Multilingual Environments in the Great War is an eclectic collection of essays around language edited by Julian Walker and Christophe Declercq published by Bloomsbury in 2021.
The aim of the publication is to explore ‘the differing ways in which language has been used to make sense of the Great War’ and in this it succeeds. There is likely to be something of interest for most people with an interest in aspects of language and war. The editors and section introductions deftly pull together the diverse articles finding commonalities to link them together within themselves and with the present.

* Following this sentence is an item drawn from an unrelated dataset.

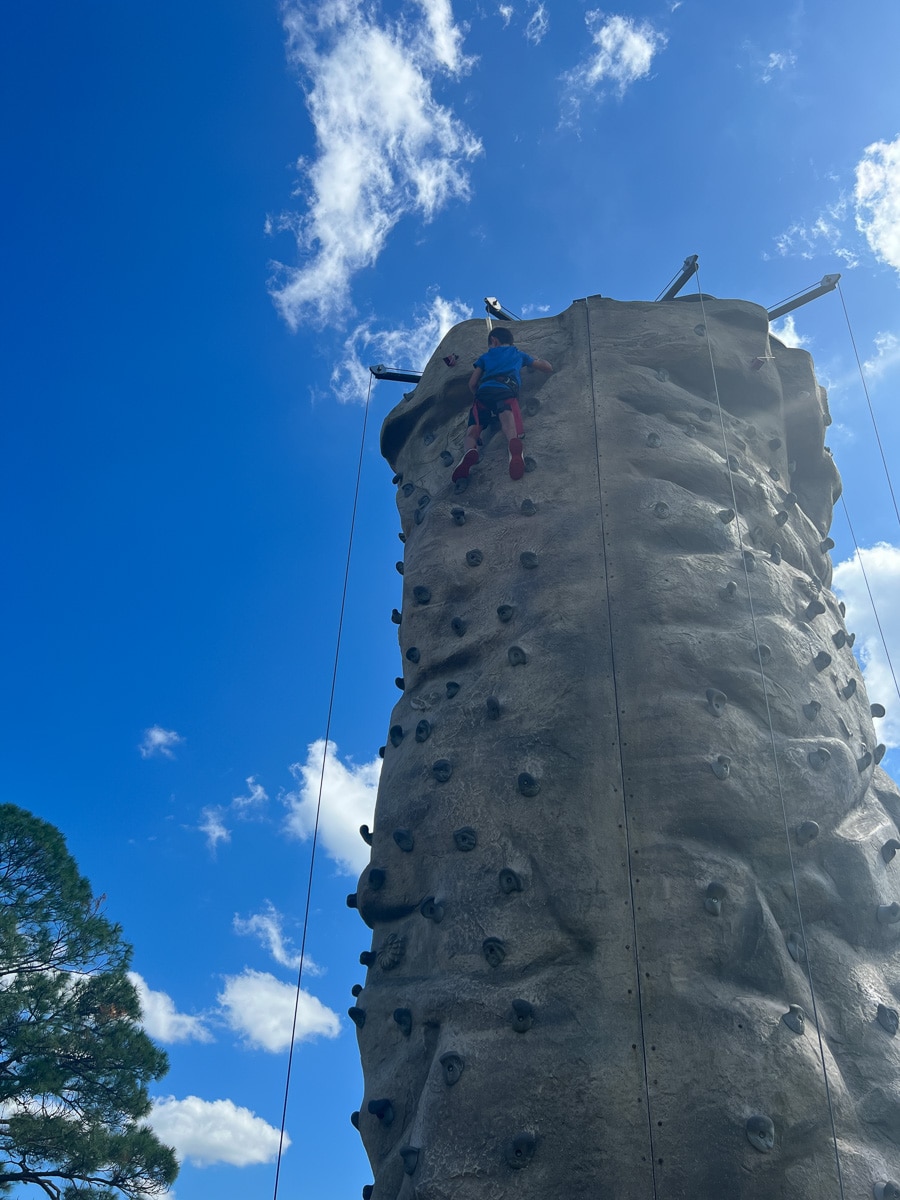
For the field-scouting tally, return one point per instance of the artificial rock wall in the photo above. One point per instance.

In particular, the introduction which was written during the early months of 2020 draws parallels between coping with war and the Covid-10 outbreak.
A range of territories, languages and texts are discussed. Africa, Eastern Europe, Australia feature, Kiswahili, Portuguese, Esperanto and Romanian are some of the languages which feature while discussions on books cover guide or tourism books, language guides, and the more traditional analyses of novels with an interesting assessment of swearing in The Mint by TE Lawrence (aka AC Ross). Another fascinating contribution was that on ‘genocide discourse’ looking at the Armenian massacres of the war.
Reading through the book, I was struck with how it complements other books to which I have contributed – The Global First World War; Propaganda and Public Relations in Military Recruitment What these books demonstrate, is how much more there is to still discover about the Great War of 1914-1918 and its impact on us a hundred years later. Kudos to all the editors for their foresight.